La conversation, comme bien on pense, ne fut pas, durant le repas, des plus animées ; pourtant Vasilicht se multipliait pour servir d’interprète entre nos hôtes et nous. Au dire de maître Federsen, jamais aucun Français n’avait, de mémoire d’homme, visité l’île de Hveen, et il paraissait tout fier de recevoir à sa table des gens venus de si loin. Mme Federsen n’avait jamais vu de Parisiens, et sans doute se figurait-elle que ceux-ci étaient d’une race à part, tenant le milieu entre l’acrobate et l’épileptique, car elle ne cessait de manifester son étonnement de nous trouver si calmes et si peu bruyants. Frida, elle, nous posait, par l’intermédiaire de Vasilicht, quelques questions sur la vie de Paris, les splendeurs et les attractions de la grande ville ; évidemment, nous faisions à ces honnêtes insulaires l’effet de gens vivant dans une fournaise, au milieu de réjouissances continuelles, d’une existence fiévreuse et affolante. À part cette impression que l’on retrouve toujours à un degré quelconque dans les pays quelque peu éloignés, et qui est comme le retentissement de l’immense bruit de Paris, nos hôtes semblaient instruits et pleins de bon sens. Vasilicht était évidemment leur oracle ; ses goûts avaient déteint sur la famille Federsen, car j’apercevais, fixée à la muraille dans un cadre de bois noir, une vieille peinture représentant Tycho-Brahé. De la pénombre de la salle émergeait cette grave figure semblable à celle d’un pontife de l’Orient. On eût dit le portrait d’un prêtre de Chaldée, avec une nuance douce et religieuse dans la physionomie : le grand astrologue se dressait là dans les plis de sa longue tunique sombre de patricien ou de mage, avec son attitude mystérieuse, ses yeux bleus, ses cheveux presque roux ; et cette vision en un tel lieu avait quelque chose de mystérieux et de troublant comme une évocation.

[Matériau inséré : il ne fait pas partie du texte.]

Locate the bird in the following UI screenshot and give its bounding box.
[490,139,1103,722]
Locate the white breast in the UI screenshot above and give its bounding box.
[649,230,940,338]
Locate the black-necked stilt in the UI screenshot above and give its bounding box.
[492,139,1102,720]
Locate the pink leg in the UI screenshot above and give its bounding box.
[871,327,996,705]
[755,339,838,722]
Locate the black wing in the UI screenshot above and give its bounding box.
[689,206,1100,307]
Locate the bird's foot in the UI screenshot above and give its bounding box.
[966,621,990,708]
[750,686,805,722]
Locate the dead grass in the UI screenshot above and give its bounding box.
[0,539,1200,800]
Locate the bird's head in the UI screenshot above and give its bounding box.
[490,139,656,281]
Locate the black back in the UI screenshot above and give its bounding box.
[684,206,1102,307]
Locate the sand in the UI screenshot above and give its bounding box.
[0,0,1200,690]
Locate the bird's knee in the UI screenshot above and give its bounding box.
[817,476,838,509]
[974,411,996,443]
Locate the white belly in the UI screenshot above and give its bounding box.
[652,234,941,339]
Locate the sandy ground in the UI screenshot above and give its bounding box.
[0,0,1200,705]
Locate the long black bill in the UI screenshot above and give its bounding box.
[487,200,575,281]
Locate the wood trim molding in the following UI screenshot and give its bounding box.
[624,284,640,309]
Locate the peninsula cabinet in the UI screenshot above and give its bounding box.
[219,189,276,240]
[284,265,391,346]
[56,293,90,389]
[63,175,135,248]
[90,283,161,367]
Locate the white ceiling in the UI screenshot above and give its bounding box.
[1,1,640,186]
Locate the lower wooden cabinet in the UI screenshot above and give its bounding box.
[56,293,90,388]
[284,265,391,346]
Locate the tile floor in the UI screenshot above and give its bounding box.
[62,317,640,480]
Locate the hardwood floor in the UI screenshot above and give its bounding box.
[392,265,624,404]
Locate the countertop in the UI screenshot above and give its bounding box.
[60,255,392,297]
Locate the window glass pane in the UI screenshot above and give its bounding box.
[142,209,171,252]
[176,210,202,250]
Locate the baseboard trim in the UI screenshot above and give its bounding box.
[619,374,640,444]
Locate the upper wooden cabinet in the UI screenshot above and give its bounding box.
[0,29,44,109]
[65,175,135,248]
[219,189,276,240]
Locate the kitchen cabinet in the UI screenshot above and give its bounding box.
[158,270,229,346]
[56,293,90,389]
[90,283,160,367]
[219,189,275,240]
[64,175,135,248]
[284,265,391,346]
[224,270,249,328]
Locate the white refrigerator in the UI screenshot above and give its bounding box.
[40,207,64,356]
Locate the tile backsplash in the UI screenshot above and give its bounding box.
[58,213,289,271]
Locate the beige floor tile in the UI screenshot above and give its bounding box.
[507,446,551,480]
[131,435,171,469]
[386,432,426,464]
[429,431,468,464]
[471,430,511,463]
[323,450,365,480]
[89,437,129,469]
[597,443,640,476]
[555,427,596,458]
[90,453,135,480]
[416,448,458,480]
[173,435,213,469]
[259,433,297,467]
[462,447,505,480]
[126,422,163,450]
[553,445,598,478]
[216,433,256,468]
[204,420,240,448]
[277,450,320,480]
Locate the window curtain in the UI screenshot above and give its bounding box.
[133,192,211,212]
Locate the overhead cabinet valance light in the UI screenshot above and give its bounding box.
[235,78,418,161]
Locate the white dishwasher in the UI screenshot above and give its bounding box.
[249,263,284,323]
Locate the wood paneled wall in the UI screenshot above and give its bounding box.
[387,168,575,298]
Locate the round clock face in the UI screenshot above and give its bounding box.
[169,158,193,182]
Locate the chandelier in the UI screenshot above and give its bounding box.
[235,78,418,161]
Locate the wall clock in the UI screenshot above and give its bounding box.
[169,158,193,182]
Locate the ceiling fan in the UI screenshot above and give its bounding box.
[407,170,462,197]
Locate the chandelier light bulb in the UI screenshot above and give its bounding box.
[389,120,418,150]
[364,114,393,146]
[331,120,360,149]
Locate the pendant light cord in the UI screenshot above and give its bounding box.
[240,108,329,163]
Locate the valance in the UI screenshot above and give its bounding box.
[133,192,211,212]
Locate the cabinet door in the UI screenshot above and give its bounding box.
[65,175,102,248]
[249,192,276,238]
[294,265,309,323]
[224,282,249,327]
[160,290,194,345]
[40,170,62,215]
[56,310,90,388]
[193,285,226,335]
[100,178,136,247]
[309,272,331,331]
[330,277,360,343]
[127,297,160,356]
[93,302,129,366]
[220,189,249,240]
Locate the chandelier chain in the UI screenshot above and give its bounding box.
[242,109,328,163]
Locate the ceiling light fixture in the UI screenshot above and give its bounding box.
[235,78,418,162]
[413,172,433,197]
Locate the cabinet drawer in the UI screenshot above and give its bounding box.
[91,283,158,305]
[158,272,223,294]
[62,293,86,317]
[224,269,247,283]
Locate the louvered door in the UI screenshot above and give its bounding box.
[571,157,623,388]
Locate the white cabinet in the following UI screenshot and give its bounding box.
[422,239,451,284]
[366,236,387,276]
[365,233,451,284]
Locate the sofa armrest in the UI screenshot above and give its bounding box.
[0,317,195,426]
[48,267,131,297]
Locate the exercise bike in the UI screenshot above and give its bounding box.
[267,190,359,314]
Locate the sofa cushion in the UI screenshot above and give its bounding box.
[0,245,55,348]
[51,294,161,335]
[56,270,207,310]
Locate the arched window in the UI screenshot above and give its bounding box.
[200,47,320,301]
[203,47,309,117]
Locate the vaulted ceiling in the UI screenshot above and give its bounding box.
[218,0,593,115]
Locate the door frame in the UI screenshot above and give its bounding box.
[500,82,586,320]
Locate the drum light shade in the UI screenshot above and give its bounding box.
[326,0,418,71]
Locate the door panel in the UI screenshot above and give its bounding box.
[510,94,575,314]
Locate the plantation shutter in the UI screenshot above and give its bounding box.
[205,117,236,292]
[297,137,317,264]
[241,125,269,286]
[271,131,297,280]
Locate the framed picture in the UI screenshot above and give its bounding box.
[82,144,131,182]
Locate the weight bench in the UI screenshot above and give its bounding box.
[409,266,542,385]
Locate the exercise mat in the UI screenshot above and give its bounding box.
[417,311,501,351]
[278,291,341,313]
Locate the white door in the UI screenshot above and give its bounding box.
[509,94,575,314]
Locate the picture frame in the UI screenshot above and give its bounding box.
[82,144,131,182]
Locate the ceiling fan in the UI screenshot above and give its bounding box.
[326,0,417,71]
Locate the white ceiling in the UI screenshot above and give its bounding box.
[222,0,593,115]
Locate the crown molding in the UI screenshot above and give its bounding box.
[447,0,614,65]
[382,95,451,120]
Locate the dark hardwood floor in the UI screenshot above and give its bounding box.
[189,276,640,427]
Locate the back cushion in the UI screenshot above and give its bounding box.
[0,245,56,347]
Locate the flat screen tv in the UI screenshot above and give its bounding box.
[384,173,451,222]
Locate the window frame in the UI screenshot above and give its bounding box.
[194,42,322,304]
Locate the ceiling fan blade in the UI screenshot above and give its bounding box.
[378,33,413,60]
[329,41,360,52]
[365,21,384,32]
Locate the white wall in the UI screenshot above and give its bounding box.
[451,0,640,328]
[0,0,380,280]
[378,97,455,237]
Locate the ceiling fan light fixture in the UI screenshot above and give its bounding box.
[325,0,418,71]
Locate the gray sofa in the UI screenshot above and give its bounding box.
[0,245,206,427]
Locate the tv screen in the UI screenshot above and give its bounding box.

Quand, la nuit venue, nous fûmes retirés dans nos chambres, deux vastes pièces, toutes lambrissées de sapin verni et situées au premier étage de la maison, je ne pus m’empêcher de rappeler à mon ami les soupçons que lui avait suggérés l’aventure, ainsi que la méfiance dont il avait fait preuve à l’égard de l’île Hveen : évidemment rien n’était plus familial que l’intérieur des Federsen, rien n’était plus patriarcal que l’existence menée par Vasilicht dans cette tranquille maison de paysan ; et tout en parlant je me laissais prendre moi-même au côté idyllique de cette vie champêtre, de cette retraite dans une île verdoyante, perdue au milieu des flots.

— Eh bien, disais-je, es-tu rassuré maintenant ? Comprends-tu que ce brave Vasilicht a assez pour s’occuper l’esprit et le cœur, de Tycho-Brahé et de Frida… car il est amoureux de Mlle Federsen, ceci n’est point douteux.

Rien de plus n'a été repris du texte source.